Because the latest proposals look stronger, smarter, more realistic, and less grandiose than many of their predecessors.
"I remember those grand announcements," says Cooper Health System Chairman George E. Norcross 3d. "Sadly, most of [them] never happened. But these are real."
Development of the Subaru corporate headquarters, a Lockheed-Martin laboratory, and the 76ers practice facility together will be underwritten by more than $300 million in tax credits, mostly through the state's Economic Opportunity Act.
Even with the public subsidies, the projects are votes of confidence in Camden's future by private enterprises that certainly are free to choose other locations. In a city long ago abandoned by most national retailers and name-brand companies, this is no small thing.
"It just feels like a good time for the city of Camden," says Richard Landers, vice president of tax and real estate for the Campbell Soup Company, whose world headquarters will be Subaru's neighbor in the Gateway Office Park near Admiral Wilson Boulevard.
The high-tech manufacturing facility and headquarters that the Holtec International company plans to build in the city - with $260 million in tax credits - also could have a major impact.
Particularly if Camden residents have a chance to train for the upward of 1,000 jobs we keep hearing Holtec may eventually bring to Camden.
"Holtec is the biggest and best example of opportunity for people who currently reside in the city," notes Norcross.
Says Camden County Freeholder Director Louis Cappelli Jr., "the Camden County Improvement Authority in collaboration with the county's business services team . . . has met with key representatives from Holtec" to discuss recruitment and training of potential workers for the new facility.
It's worth remembering, however, that in the 1990s, boosters predicted that the downtown waterfront (mostly built with public funds and largely exempt from conventional property taxes) could ultimately create thousands of jobs for city residents.
That hasn't happened, at least not yet.
"People have learned from the mistakes of the past," Norcross insists, adding that the new wave of development "isn't just the government building, a fish tank on the waterfront for the third time . . . there's a private capital buzz going on."
If the city is ever to wean itself from dependency on Trenton, more jobs, and an expanded tax base are essential.
Consider: In 1950, manufacturing accounted for 43,000 of the nearly 60,000 jobs within the city limits.
The total number of jobs in Camden is about half that now. And manufacturing jobs in the city have dwindled to around 2,000.
Meanwhile, major employers in today's Camden - many of which have used public funds to expand or build facilities - employ rather modest numbers of people who live in the city.
Of the Campbell Soup Company's 1,200 employees in Camden, only about 1 percent live there, the company says.

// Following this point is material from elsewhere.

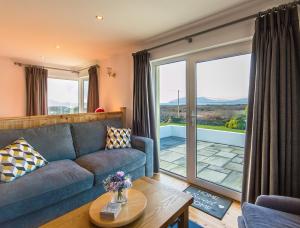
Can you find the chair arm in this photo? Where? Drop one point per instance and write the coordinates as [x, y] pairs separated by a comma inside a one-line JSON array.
[[145, 145], [280, 203]]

And in the much-discussed 'eds and meds' sector, 58 of the 1,379 members of the Rutgers-Camden workforce are Camden residents; 442 of Cooper Health System's 4,767 employees in Camden live in the city, and 292 of Lourdes Health System's 1,517 workers in the city are city residents, too.
"There should be an opportunity, as a result of all this development, to lift up people who live here, to prepare them with training," says Bridget Phifer, executive director of Parkside Business and Community in Partnership Inc.
The nonprofit community development corporation has identified local contractors and other workers who could participate in projects, including the state's planned $50 million renovation of Camden High - which, Phifer notes, is in Parkside.
Insisting "I'm not trying to paint a rosy picture," Phifer also says neighborhood groups such as hers have lately felt more included in the larger development efforts in the city.
The recent surge of projects "is different," Timothy Lizura, president of the N.J. Economic Development Authority, says. "There's now infrastructure in place to manage big projects, which gives private investors comfort.
"We're not claiming victory," he adds. "But I do think this is a tipping point."